CONTINUED VIOLENCE AGAINST TAMILS

The Tamils in the tea plantations (who had been rendered stateless by the 1949 citizenship acts) also became the target of recurrent Sinhala mob violence.
Over the years, the violence against the Plantation Tamils intensified and in the seventies more than 300,000 fled to India.

 

"... It is clear that the subsequent violence in July and August which was directed against Sri Lanka Tamils in the east and south of the country and the Indian Tamil tea estate workers in the central region, was not random. It was stimulated, and in some cases organized, by members of the ruling UNP, among them intimates of the President."
- The Observer, London, 20 September 1981


Two Tamils murdered and thrown in a ditch (1979)

"A tragedy is taking place in Sri Lanka; the political conflict following upon recent elections, is turning into a racial massacre. It is estimated by reliable sources that between 250 and 300 Tamils have lost their lives."
- Sir John Foster, David Astor, Robert Birley, Louis Blom-Cooper, James Fawcett, Dingle Foot, Michael Scott
London Times
20 September 1977


A voluntary organization (Gandhyam) helped settle some of the affected Tamils in the Tamil homelands.
Dr. Rajasunderam, President of the Gandhyam movement (2nd right) at a tea plantation.

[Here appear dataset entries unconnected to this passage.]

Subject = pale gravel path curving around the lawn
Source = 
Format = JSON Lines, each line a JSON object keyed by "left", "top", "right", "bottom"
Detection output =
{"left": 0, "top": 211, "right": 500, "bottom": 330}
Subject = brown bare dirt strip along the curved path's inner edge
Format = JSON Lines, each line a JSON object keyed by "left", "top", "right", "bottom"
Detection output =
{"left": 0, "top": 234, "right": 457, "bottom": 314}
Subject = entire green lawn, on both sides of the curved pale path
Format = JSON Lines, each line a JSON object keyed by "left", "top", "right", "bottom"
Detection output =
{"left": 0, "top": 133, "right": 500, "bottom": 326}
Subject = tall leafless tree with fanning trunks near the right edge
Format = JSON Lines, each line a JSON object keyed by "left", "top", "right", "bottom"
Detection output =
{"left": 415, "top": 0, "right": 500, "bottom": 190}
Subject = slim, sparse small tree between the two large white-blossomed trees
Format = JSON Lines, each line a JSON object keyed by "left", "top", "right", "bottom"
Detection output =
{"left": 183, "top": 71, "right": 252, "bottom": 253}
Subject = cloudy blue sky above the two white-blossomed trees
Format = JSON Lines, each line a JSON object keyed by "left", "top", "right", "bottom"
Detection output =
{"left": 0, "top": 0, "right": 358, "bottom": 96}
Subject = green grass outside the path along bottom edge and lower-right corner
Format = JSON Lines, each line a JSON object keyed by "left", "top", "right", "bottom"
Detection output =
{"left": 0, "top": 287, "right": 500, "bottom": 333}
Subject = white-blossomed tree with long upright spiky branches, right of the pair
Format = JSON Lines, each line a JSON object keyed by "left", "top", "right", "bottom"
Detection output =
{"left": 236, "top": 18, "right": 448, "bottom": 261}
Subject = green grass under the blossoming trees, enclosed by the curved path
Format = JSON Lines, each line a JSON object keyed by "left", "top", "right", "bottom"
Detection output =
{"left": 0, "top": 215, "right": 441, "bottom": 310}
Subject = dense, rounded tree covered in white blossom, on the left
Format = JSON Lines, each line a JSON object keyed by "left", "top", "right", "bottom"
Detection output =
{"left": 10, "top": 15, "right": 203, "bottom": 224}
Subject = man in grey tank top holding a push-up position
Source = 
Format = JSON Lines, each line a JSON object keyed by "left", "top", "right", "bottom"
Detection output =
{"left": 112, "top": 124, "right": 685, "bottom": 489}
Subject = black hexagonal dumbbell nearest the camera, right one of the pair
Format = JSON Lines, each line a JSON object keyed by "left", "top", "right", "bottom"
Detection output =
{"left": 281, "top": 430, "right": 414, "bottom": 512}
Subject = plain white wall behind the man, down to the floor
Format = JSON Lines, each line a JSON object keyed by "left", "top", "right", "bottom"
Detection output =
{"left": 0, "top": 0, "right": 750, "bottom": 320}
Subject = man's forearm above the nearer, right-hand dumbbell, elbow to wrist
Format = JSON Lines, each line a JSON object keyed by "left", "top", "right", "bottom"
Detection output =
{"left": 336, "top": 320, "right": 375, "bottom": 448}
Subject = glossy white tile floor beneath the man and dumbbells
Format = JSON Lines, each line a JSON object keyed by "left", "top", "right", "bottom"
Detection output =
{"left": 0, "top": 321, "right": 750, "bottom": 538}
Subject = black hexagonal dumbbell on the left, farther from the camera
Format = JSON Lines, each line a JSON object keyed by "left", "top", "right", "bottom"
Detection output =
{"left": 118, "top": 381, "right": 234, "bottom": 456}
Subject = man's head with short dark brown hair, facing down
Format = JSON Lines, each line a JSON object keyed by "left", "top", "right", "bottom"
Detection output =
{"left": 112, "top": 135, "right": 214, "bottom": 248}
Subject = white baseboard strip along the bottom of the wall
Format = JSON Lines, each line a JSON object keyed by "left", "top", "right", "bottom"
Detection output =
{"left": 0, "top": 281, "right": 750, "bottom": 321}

Dr. Rajasunderam was arrested and killed inside a government prison in 1983

"Amnesty International has itself interviewed one Tamil detainee who survived the killing and has received a sworn statement from another survivor... According to the sworn statement: 'We asked these people as to why they came to kill us. To this they replied that they were given arrack (alcohol) by the prison authorities and they were asked to kill (us)."
- Amnesty International Report
(June 1984)


The Volunteers at the Gandhyam Office

"The Police and the Army.... as many as a thousand at a time have invaded, some landing in helicopters, others driving their cars (it was like ploughing) across the new crops... Harass the settlements... The former plantation coolie...was tied, stuck in the face with fists and hung upside down from the roof beams, face bleeding for hours..."
(David Selbourne; Illustrated Weekly of India)


A newly settled plantation Tamil at a Gandhyam Farm

The Gandhyam farms (notably the Dollar & Kent farms) were taken over by the government to settle Sinhala colonizers.